The Housing Industry Association-Commonwealth Bank Housing Affordability Index for Melbourne rose 7.3 per cent in the first quarter, partly driven by falling land prices.

Greater Melbourne's population growth slowed from 2.4 per cent in the year ended June 2009 to 2 per cent the following year and 1.6 per cent the next.

Despite the concerns about a glut, "it's too early to conclude that Victoria's planning policy failed or created a massive oversupply problem", Matthew Hassan, Sydney-based senior economist at Westpac bank said. "We expect a few moves downward from the Reserve Bank next year, which will bolster a very patchy stabilisation process."

The Reserve Bank of Australia has reduced the overnight cash rate by 1.25 percentage points since November to 3.5 per cent, partly in response to a stalling housing market, as the lack of affordable homes and economic uncertainty kept buyers on the sidelines. The rate cuts, as well as rising rental yields, had probably increased the attractiveness of investing in housing, the central bank said in minutes of its August 7 board meeting.

Along with SP Setia and Far East Consortium, local groups are also building major housing and apartment projects. The Industry Superannuation Property Trust, an Australian direct property investment manager owned by pension funds, is planning a complex with six buildings containing 2,900 apartments, and listed trust Mirvac Group's projects include Yarra's Edge, a five-tower neighbourhood that includes luxury apartments and homes in the city's Docklands.

"We're in a period in the short term where we have seen some signs of oversupply," Brett Draffen, chief executive officer of Mirvac's development division, said. "But underlying fundamentals will be strong for the medium term and beyond, and that's when those projects come online."

The number of unoccupied homes further exacerbates the issue, according to tax-reform advocacy group Prosper Australia. About 246,700, or 11.3 per cent, of homes across Victoria were unoccupied, data from the 2011 Census showed.
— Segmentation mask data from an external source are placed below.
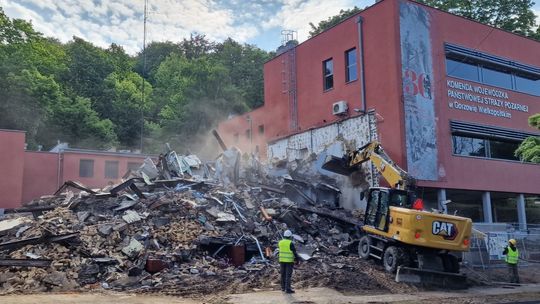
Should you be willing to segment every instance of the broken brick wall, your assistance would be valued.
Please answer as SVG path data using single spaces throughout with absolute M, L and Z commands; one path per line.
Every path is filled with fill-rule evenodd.
M 322 169 L 327 155 L 341 157 L 347 150 L 358 149 L 377 139 L 375 113 L 342 120 L 337 123 L 298 133 L 268 144 L 268 159 L 273 163 L 288 161 L 289 164 L 303 161 L 300 175 L 306 179 L 327 182 L 341 190 L 340 206 L 346 209 L 363 209 L 365 201 L 360 192 L 370 186 L 378 186 L 378 175 L 370 162 L 362 165 L 361 172 L 342 176 Z M 298 166 L 288 166 L 289 172 L 298 173 Z M 292 174 L 291 174 L 292 175 Z
M 21 206 L 24 141 L 23 131 L 0 130 L 0 208 Z

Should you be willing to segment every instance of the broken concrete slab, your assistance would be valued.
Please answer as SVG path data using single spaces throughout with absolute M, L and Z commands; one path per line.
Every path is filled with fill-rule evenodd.
M 139 241 L 132 238 L 129 242 L 129 245 L 122 248 L 122 252 L 130 258 L 135 258 L 141 253 L 143 249 L 144 246 Z
M 126 223 L 128 223 L 128 224 L 133 224 L 135 222 L 139 222 L 139 221 L 142 220 L 139 213 L 137 213 L 136 211 L 132 211 L 132 210 L 126 211 L 126 213 L 122 216 L 122 219 L 124 221 L 126 221 Z
M 11 229 L 15 229 L 21 225 L 31 222 L 32 220 L 27 217 L 19 217 L 9 220 L 0 221 L 0 234 Z

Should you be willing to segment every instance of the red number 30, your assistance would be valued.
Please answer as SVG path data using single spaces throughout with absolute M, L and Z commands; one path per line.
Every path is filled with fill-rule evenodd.
M 420 75 L 417 75 L 415 71 L 406 70 L 403 78 L 403 86 L 406 94 L 413 96 L 420 94 L 424 98 L 431 98 L 429 96 L 430 94 L 426 92 L 426 74 L 422 73 Z

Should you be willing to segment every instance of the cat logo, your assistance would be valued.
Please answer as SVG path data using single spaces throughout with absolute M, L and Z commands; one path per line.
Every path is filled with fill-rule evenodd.
M 434 221 L 431 233 L 433 235 L 440 235 L 445 240 L 453 240 L 456 238 L 458 230 L 456 225 L 452 223 Z

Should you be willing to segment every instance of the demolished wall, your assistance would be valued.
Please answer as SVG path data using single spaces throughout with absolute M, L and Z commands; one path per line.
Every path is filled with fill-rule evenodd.
M 349 118 L 311 129 L 268 144 L 268 160 L 274 165 L 286 162 L 289 174 L 295 178 L 321 181 L 340 189 L 340 207 L 363 209 L 365 201 L 360 192 L 378 186 L 378 175 L 371 163 L 362 165 L 362 170 L 351 176 L 341 176 L 322 169 L 327 155 L 341 157 L 347 150 L 355 150 L 377 139 L 375 112 Z M 301 163 L 301 165 L 300 165 Z

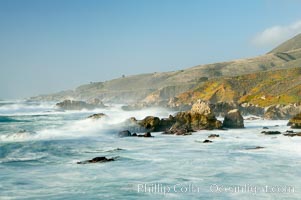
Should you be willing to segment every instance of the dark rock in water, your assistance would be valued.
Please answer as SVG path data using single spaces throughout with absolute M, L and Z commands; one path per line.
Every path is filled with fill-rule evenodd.
M 261 133 L 263 133 L 265 135 L 279 135 L 279 134 L 281 134 L 281 132 L 279 132 L 279 131 L 262 131 Z
M 223 127 L 226 128 L 244 128 L 244 118 L 238 109 L 230 110 L 224 119 Z
M 146 132 L 144 135 L 138 135 L 138 137 L 154 137 L 150 132 Z
M 77 164 L 88 164 L 88 163 L 103 163 L 103 162 L 110 162 L 110 161 L 114 161 L 115 158 L 106 158 L 106 157 L 95 157 L 91 160 L 86 160 L 86 161 L 81 161 L 81 162 L 77 162 Z
M 137 133 L 133 133 L 132 136 L 138 136 Z
M 130 137 L 130 136 L 132 136 L 132 134 L 131 134 L 130 131 L 124 130 L 124 131 L 120 131 L 120 132 L 118 133 L 118 136 L 119 136 L 119 137 Z
M 203 143 L 212 143 L 211 140 L 204 140 Z
M 266 126 L 264 126 L 264 127 L 262 127 L 262 129 L 269 129 L 268 127 L 266 127 Z
M 283 135 L 289 137 L 295 137 L 295 136 L 301 136 L 301 132 L 300 133 L 289 132 L 289 133 L 284 133 Z
M 208 136 L 208 138 L 216 138 L 216 137 L 219 137 L 219 135 L 218 134 L 211 134 L 211 135 Z
M 286 133 L 294 133 L 294 131 L 291 131 L 291 130 L 286 130 L 285 132 Z
M 170 128 L 168 131 L 164 131 L 163 134 L 172 135 L 191 135 L 193 130 L 189 128 Z
M 287 125 L 291 128 L 301 128 L 301 113 L 291 118 Z
M 108 116 L 104 113 L 97 113 L 97 114 L 90 115 L 88 118 L 89 119 L 101 119 L 101 118 L 106 118 L 106 117 L 108 117 Z
M 56 106 L 58 106 L 63 110 L 82 110 L 82 109 L 92 110 L 95 108 L 106 107 L 100 100 L 98 101 L 94 100 L 91 103 L 87 103 L 84 101 L 64 100 L 63 102 L 57 103 Z
M 264 149 L 264 147 L 256 146 L 256 147 L 246 148 L 246 150 L 256 150 L 256 149 Z

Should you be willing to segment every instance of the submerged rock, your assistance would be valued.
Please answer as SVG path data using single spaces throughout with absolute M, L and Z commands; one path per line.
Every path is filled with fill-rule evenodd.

Melbourne alone has about 90,730 empty houses, according to a report by Earthsharing Australia, a subsidiary of Prosper, based on the number of homes that used less than 50 litres of water a day between July and December.

"There's a profound oversupply in both apartments in the city and in the outer suburbs," said David Collyer, campaign manager at Prosper. "We're not seeing anything like the demand response needed to sustain a recovery. The market has nowhere to go but down."